The second phase required assembly of about eight or nine parcels, which Morehead is now completing. He is purchasing some with mortgages, some with investors, and some parcels on his own.

"This is a hell of a project," says Andrews. "It complies with what the city it looking for, and it brings a quality project north of Fruitville Road. It's a great opportunity to assemble land and have a theme going through. Plus, the ability to get zoning is critical. This is the last of the 50-unit-per-acre zoning. The rest in town are 25 units per acre, which drives costs up so high you can't reach these price points. I like working with Wayne because he has an M.B.A. and a banking background. He can understand the flow of dollars through the project."

Andrews adds: "The symphony accelerated this a little more than I would have liked. We could have been a little more quiet about it, but when the symphony discussions were happening, the media got involved."

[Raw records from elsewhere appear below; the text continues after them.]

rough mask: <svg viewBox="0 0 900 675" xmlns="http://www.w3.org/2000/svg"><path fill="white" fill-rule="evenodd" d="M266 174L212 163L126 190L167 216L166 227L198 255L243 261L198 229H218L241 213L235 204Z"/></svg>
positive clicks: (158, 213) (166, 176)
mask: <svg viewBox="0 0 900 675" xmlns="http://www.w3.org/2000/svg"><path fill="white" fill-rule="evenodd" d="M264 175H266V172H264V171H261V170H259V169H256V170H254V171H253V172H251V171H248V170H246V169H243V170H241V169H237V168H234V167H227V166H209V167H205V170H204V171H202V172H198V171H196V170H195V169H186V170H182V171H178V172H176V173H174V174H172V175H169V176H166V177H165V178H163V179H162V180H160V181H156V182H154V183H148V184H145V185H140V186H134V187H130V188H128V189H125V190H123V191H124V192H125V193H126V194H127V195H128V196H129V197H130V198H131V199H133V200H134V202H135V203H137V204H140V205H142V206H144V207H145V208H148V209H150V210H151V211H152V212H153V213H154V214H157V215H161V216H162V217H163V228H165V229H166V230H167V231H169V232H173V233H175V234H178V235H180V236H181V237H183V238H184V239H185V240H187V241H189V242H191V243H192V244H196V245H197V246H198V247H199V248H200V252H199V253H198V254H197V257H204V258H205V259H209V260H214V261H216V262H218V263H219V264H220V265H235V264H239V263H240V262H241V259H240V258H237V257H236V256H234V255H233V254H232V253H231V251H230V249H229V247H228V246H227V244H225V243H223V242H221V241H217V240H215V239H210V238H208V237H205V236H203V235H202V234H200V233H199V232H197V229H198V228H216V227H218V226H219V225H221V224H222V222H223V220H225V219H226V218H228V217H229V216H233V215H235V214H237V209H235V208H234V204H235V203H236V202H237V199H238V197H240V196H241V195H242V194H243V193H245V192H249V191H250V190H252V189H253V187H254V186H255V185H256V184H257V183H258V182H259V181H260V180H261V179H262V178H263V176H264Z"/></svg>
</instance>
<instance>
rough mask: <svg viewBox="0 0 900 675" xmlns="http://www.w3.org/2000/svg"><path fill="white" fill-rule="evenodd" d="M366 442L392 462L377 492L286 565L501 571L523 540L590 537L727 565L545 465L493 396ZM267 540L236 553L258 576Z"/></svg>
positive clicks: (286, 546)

The Florida West Coast Symphony had approached Morehead's representatives to discuss the possibility of locating a symphony hall on the larger parcel. After numerous discussions, both parties decided those plans didn't make sense. Morehead won't admit it, but from a simple glance at his plans, it's clear he can make more money with the current building plans and without the symphony.

Moving back to Florida

Morehead laughs at the irony - he moved from Tampa to Atlanta because of his frequent travel to Atlanta. Now that his family is in Atlanta, he's most frequently traveling to Sarasota. He is considering a move to Sarasota, but likely not until his son Janson graduates from high school. That will be just before Khalen begins high school, so the timing would be good.

In the meantime, Morehead enjoys taking Khalen, a basketball fan, to Atlanta Hawks games. Janson is obsessed with cars, so Morehead takes him to the car shows that come to Atlanta. "When my friends want to buy a new car, they call and ask to speak to Janson," laughs Morehead. "Not only does Janson know all about the cars, he probably can give them a brochure on them."

Mrs. Morehead has finished a bible study fellowship and has begun teaching bible study classes. Both Morehead and his wife are on the committee to revitalize their church in Tucker, Ga.

Morehead's faith has a role in his professional life. Asked what important business lessons he's learned over the years, he replies: "I have had some dark nights in my other businesses over the years, and in the end the problem got solved when I rolled up my sleeves and did it myself. My father used to say, 'the best helping hand is at the end of your own arm.' Responsibility begins and ends with me¦. And it's OK to pray, too."